Prepare, execute in the undersigned’s name and on the undersigned’s behalf, and submit to the SEC Form ID and Forms 3, 4 and 5 (including amendments thereto and joint filing agreements in connection therewith) in accordance with Section 16(a) of the Exchange Act and the rules thereunder in the undersigned’s capacity as an officer, director or beneficial owner of more than 10% of a registered class of securities of the Company;


(3)

Do and perform any and all acts for and on behalf of the undersigned that may be necessary or desirable to prepare and execute any such Form ID and Forms 3, 4 or 5 (including amendments thereto and joint filing agreements in connection therewith) and file such forms with the SEC and any stock exchange, self-regulatory association or any similar authority; and


(4)

Take any other action of any type whatsoever in connection with the foregoing that, in the opinion of such attorney-in-fact, may be of benefit to, in the best interest of, or legally required of the undersigned, it being understood that the documents executed by the attorney-in-fact on behalf of the undersigned pursuant to this Power of Attorney shall be in such form and shall contain such terms and conditions as the attorney-in-fact may approve in the attorney-in-fact’s discretion.


The undersigned hereby grants to each such attorney-in-fact full power and authority to do and perform any and every act and thing whatsoever requisite, necessary, or proper to be done in the exercise of any of the rights and powers herein granted, as fully to all intents and purposes as the undersigned might or could do if personally present, with full power of substitution or revocation, hereby ratifying and confirming all that such attorney-in-fact, or such attorney-in-fact’s substitute or substitutes, shall lawfully do or cause to be done by virtue of this power of attorney and the rights and powers herein granted.  The undersigned acknowledges that the foregoing attorneys-in-fact, and their substitutes, in serving in such capacity at the request of the undersigned, are not assuming (nor is the Company assuming) any of the undersigned’s responsibilities to comply with Section 16 of the Exchange Act.

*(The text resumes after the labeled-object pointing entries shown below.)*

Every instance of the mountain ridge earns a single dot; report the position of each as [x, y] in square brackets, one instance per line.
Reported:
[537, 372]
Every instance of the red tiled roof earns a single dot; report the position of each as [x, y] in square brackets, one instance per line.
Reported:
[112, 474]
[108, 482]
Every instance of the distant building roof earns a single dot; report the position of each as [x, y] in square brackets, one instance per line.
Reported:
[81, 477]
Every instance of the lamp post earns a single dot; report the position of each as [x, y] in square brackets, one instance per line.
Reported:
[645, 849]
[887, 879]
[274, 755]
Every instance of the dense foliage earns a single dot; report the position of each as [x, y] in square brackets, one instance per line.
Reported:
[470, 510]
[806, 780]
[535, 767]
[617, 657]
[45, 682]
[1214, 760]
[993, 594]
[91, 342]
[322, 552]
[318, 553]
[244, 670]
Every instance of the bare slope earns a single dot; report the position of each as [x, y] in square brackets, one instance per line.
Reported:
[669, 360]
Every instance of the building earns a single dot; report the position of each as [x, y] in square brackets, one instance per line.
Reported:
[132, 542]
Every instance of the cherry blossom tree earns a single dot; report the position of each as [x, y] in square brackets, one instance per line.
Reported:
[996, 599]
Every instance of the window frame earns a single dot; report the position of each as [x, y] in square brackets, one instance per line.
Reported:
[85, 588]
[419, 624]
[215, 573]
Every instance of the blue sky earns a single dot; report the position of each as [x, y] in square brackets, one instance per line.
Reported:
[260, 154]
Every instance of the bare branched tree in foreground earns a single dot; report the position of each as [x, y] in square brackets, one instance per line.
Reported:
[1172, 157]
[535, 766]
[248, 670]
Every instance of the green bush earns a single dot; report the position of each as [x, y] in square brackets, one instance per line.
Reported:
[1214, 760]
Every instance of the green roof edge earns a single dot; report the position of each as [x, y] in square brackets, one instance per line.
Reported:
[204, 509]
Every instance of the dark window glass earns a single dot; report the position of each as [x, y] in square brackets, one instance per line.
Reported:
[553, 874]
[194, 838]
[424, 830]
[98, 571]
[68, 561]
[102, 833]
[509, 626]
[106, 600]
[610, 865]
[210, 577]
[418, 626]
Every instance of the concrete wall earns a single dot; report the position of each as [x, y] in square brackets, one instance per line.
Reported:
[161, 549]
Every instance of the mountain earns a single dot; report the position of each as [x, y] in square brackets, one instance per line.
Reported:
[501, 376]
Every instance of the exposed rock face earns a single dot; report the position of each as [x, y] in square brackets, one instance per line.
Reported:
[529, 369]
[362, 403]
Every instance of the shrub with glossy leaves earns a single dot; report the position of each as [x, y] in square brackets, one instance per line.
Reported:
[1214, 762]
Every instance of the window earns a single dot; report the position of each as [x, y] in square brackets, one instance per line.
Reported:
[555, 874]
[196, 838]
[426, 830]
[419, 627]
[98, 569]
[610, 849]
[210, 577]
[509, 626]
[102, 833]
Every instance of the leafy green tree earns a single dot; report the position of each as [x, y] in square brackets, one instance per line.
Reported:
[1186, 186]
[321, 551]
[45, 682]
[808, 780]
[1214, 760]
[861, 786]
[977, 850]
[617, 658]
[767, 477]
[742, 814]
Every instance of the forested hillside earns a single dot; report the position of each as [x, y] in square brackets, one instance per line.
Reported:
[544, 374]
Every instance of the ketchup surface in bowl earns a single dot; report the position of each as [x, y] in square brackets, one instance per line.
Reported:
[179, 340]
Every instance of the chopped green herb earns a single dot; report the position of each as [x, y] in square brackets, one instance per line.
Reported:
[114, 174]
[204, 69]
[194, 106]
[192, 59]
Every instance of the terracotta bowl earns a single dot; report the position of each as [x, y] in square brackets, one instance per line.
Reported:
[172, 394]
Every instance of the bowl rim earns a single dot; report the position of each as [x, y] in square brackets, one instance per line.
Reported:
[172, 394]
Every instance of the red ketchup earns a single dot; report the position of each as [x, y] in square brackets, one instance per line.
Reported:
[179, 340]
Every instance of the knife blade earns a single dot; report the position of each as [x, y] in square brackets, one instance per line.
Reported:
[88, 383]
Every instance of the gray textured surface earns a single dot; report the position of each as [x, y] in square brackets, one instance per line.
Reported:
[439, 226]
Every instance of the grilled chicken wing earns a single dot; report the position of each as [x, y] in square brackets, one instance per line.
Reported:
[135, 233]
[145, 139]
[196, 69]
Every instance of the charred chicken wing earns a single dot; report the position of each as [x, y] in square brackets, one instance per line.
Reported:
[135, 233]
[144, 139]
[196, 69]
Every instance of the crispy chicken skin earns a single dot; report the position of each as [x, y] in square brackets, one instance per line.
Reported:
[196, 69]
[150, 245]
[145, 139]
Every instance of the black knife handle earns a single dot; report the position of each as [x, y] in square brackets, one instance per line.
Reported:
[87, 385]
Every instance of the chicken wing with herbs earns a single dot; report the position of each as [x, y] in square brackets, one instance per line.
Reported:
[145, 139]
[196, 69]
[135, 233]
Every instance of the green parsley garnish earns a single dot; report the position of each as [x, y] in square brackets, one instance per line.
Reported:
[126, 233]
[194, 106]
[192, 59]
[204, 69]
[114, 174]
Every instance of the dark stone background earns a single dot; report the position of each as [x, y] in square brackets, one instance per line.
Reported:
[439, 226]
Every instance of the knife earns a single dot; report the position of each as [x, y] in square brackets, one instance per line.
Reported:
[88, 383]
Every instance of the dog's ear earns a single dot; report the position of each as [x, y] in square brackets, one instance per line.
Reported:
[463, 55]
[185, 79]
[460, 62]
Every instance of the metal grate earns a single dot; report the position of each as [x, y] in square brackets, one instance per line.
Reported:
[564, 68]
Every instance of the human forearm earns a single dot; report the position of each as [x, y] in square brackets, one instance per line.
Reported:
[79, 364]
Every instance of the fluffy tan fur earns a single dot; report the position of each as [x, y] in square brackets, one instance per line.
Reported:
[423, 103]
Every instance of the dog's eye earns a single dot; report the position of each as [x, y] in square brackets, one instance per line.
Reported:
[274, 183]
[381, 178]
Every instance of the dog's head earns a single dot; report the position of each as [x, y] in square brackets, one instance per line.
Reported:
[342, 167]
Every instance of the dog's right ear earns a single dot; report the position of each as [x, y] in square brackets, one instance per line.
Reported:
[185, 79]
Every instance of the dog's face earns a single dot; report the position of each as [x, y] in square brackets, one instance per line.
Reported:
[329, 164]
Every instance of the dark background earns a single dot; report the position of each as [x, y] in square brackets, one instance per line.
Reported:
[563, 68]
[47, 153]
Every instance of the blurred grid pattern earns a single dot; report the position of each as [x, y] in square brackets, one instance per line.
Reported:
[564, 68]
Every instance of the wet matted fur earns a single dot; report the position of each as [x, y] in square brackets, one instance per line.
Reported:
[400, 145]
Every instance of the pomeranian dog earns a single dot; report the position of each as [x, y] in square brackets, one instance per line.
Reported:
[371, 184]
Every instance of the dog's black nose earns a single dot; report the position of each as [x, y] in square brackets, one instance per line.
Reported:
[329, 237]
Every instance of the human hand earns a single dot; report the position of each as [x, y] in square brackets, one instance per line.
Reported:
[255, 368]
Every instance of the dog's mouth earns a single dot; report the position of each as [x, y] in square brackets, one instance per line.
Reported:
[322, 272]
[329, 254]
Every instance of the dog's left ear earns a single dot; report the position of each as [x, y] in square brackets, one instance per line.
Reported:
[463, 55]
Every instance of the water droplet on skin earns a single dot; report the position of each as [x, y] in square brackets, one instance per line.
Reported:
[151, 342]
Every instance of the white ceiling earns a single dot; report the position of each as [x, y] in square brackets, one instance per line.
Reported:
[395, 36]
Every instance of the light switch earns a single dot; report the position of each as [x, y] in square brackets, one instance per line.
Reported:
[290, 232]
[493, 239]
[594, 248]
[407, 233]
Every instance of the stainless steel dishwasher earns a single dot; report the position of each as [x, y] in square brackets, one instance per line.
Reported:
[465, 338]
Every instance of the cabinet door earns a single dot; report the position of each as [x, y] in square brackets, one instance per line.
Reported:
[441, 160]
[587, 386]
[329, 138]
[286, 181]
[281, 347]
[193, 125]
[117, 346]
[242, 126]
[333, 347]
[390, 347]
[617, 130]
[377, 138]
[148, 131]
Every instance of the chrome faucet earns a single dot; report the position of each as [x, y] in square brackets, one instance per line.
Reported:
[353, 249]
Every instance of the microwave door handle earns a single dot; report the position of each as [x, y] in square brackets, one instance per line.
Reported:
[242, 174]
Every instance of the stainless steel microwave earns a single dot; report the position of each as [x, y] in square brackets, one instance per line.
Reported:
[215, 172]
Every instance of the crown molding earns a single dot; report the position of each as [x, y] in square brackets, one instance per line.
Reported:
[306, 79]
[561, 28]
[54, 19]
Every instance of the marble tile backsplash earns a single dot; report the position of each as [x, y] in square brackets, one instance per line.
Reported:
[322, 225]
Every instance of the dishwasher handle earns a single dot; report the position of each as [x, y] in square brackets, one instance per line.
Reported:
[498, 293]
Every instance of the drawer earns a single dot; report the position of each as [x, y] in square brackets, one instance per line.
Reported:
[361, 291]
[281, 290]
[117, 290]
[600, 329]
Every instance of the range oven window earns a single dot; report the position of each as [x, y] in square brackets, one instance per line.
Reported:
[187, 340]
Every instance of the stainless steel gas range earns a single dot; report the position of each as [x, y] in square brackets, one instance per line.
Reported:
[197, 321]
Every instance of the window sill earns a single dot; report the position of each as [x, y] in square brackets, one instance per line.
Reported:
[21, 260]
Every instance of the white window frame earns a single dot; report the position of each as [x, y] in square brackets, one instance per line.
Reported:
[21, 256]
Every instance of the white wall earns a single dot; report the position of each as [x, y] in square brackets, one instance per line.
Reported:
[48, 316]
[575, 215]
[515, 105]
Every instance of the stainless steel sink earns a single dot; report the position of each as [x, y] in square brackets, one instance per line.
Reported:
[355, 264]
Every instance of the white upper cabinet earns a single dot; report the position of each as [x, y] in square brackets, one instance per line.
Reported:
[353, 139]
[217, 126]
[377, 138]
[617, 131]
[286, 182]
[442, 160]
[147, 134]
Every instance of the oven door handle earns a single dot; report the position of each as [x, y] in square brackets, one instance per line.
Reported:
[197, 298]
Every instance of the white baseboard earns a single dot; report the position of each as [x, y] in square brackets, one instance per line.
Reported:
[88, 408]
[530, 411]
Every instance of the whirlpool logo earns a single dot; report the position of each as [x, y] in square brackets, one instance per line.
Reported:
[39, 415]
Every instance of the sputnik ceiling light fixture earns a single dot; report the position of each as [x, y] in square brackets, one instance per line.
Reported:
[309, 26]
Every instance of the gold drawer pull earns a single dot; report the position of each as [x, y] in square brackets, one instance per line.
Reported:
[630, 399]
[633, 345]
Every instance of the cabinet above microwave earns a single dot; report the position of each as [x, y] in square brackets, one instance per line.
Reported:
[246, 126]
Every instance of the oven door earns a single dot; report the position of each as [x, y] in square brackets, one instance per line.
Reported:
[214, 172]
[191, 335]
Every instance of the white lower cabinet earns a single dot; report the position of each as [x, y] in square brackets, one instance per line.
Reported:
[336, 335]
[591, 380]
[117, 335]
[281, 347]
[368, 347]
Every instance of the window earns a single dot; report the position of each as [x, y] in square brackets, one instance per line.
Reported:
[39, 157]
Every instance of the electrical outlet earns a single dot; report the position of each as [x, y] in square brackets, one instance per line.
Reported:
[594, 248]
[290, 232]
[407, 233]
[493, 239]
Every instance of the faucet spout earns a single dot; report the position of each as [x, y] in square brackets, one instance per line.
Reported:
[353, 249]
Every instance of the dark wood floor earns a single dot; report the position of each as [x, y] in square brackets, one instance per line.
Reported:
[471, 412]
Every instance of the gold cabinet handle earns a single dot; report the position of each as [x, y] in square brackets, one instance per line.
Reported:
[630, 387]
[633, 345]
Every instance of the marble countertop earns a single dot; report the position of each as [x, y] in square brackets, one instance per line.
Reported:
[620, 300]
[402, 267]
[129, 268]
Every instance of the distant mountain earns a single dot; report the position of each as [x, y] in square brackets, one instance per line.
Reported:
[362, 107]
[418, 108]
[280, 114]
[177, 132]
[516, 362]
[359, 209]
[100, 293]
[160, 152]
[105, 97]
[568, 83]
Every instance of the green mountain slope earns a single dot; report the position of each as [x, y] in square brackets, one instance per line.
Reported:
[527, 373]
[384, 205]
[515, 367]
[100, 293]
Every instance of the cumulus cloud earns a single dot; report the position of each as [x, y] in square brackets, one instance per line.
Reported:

This Power of Attorney shall remain in full force and effect until the earliest to occur of (a) the undersigned is no longer required to file Form ID or Forms 3, 4 and 5 with respect to the undersigned’s holdings of and transactions in securities issued by the Company, (b) revocation by the undersigned in a signed writing delivered to the Company and the foregoing attorneys-in fact or (c) as to any attorney-in-fact individually, until such attorney-in-fact is no longer employed by the Company or Cooley LLP, as applicable.  


IN WITNESS WHEREOF, the undersigned has caused this Power of Attorney to be executed as of the date written below.